Yes the problem is that -no-as-needed needs to be flipped back off after the -lhalomon so that all the other stuff doesn't get linked in:

kavon@zeus:~/p/h/test|master⚡*?
➤ ldd hot-linkasneeded 
    linux-vdso.so.1 (0x00007ffd8a592000)
    libc.so.6 => /lib/x86_64-linux-gnu/libc.so.6 (0x00007f0f12713000)
    /lib64/ld-linux-x86-64.so.2 (0x00007f0f12d06000)
kavon@zeus:~/p/h/test|master⚡*?
➤ ldd hot-linkall
    linux-vdso.so.1 (0x00007ffe8a5bb000)
    libempty.so => ./libempty.so (0x00007f794fe62000)
    libstdc++.so.6 => /usr/lib/x86_64-linux-gnu/libstdc++.so.6 (0x00007f794fad9000)
    libm.so.6 => /lib/x86_64-linux-gnu/libm.so.6 (0x00007f794f73b000)
    libgcc_s.so.1 => /lib/x86_64-linux-gnu/libgcc_s.so.1 (0x00007f794f523000)
    libc.so.6 => /lib/x86_64-linux-gnu/libc.so.6 (0x00007f794f132000)
    /lib64/ld-linux-x86-64.so.2 (0x00007f7950266000)
kavon commented 5 years ago

I have no idea what's going on anymore.
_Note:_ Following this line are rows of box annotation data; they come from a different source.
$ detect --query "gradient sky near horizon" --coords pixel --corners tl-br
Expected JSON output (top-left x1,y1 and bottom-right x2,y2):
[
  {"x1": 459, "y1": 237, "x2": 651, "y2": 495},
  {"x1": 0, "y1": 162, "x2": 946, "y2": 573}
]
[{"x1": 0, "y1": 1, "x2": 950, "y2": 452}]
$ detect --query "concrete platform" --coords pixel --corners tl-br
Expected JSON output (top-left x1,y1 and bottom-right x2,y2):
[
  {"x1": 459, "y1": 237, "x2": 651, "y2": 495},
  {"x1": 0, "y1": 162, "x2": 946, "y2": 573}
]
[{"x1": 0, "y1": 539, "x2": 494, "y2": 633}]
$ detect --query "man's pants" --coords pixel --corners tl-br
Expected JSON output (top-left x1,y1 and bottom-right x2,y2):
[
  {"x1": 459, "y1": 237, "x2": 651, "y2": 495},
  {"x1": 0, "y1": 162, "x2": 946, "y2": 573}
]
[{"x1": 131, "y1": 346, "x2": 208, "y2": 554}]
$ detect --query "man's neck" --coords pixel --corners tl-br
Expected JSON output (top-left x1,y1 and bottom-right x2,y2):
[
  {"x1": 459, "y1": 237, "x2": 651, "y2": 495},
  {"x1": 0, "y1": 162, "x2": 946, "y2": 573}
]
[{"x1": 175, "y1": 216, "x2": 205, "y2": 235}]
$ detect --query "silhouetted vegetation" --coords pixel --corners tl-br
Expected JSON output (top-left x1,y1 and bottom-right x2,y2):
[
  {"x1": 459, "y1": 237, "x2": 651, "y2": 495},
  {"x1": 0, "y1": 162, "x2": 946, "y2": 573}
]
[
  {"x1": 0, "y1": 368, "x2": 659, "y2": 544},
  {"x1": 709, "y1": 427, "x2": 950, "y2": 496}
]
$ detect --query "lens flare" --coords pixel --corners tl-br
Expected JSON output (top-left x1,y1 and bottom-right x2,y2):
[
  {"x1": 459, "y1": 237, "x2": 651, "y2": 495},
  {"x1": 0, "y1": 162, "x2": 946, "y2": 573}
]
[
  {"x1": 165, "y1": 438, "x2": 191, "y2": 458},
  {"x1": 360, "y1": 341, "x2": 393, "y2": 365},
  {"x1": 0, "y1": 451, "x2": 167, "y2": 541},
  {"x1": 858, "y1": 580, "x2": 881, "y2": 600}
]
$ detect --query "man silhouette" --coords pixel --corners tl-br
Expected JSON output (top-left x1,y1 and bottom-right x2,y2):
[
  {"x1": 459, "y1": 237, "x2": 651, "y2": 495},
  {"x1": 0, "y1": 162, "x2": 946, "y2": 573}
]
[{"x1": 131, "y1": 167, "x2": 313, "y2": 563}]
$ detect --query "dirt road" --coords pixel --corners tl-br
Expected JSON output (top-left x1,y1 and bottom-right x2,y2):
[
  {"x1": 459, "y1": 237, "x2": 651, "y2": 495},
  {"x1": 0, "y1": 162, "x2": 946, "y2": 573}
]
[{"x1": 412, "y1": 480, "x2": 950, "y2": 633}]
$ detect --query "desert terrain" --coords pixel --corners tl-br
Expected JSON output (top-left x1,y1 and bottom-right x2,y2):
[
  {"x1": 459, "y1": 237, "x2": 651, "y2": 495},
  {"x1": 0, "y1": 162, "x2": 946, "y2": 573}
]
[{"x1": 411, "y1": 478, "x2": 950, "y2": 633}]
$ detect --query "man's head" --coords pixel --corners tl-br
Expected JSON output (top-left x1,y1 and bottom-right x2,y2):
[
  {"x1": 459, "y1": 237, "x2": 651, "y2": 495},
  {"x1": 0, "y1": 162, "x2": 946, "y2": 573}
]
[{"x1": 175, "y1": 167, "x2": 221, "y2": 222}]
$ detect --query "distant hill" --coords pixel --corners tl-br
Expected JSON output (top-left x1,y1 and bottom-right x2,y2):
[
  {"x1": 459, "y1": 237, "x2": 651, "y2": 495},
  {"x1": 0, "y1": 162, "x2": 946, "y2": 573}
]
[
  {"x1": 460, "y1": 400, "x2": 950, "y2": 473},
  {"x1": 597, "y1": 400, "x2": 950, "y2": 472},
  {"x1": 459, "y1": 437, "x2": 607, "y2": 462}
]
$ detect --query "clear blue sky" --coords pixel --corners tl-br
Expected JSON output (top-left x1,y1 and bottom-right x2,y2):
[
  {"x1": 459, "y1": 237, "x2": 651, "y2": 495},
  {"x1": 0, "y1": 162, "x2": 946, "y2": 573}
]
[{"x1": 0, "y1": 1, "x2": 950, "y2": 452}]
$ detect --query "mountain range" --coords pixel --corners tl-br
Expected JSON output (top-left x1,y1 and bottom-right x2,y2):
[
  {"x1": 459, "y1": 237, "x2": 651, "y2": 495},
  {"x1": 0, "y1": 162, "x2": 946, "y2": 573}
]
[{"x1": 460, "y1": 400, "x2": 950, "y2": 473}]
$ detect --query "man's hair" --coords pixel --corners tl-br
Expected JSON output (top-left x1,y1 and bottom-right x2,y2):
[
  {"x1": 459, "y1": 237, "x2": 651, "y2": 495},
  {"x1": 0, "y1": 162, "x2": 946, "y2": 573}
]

I added -no-as-needed to the bare version in d0e138e81f620220787ffdba609ae88d25bbdf3f and somehow it got faster.

kavon@zeus:~/p/h/build|master⚡*
➤ ldd ./test/linear_hot-bare
    linux-vdso.so.1 (0x00007fff921f6000)
    libstdc++.so.6 => /usr/lib/x86_64-linux-gnu/libstdc++.so.6 (0x00007fbd52270000)
    libm.so.6 => /lib/x86_64-linux-gnu/libm.so.6 (0x00007fbd51ed2000)
    libgcc_s.so.1 => /lib/x86_64-linux-gnu/libgcc_s.so.1 (0x00007fbd51cba000)
    libc.so.6 => /lib/x86_64-linux-gnu/libc.so.6 (0x00007fbd518c9000)
    /lib64/ld-linux-x86-64.so.2 (0x00007fbd527fb000)
kavon@zeus:~/p/h/build|master⚡*
➤ time ./test/linear_hot-bare
7.08user 0.00system 0:07.08elapsed 99%CPU (0avgtext+0avgdata 2644maxresident)k
0inputs+0outputs (0major+106minor)pagefaults 0swaps
kavon@zeus:~/p/h/build|master⚡*
➤ time ./test/linear_hot
Halo Running!
7.91user 0.01system 0:07.97elapsed 99%CPU (0avgtext+0avgdata 5668maxresident)k
0inputs+0outputs (0major+382minor)pagefaults 0swaps
kavon@zeus:~/p/h/build|master⚡*
➤ ldd ./test/linear_hot
    linux-vdso.so.1 (0x00007ffce3034000)
    libhalomon.so => /home/kavon/phd/halo/build/monitor/libhalomon.so (0x00007fa5987a3000)
    libstdc++.so.6 => /usr/lib/x86_64-linux-gnu/libstdc++.so.6 (0x00007fa59841a000)
    libm.so.6 => /lib/x86_64-linux-gnu/libm.so.6 (0x00007fa59807c000)
    libgcc_s.so.1 => /lib/x86_64-linux-gnu/libgcc_s.so.1 (0x00007fa597e64000)
    libc.so.6 => /lib/x86_64-linux-gnu/libc.so.6 (0x00007fa597a73000)
    libpfm.so.4 => /usr/lib/x86_64-linux-gnu/libpfm.so.4 (0x00007fa59768f000)
    libboost_system.so.1.65.1 => /usr/lib/x86_64-linux-gnu/libboost_system.so.1.65.1 (0x00007fa59748a000)
    /lib64/ld-linux-x86-64.so.2 (0x00007fa598bbb000)
    libpthread.so.0 => /lib/x86_64-linux-gnu/libpthread.so.0 (0x00007fa59726b000)
kavon commented 5 years ago

If we make halomon.so a file containing the following linker script:

GROUP ( /path/to/halomon_internal.so )

and compile to halomon_internal.so it will solve all of our issues here.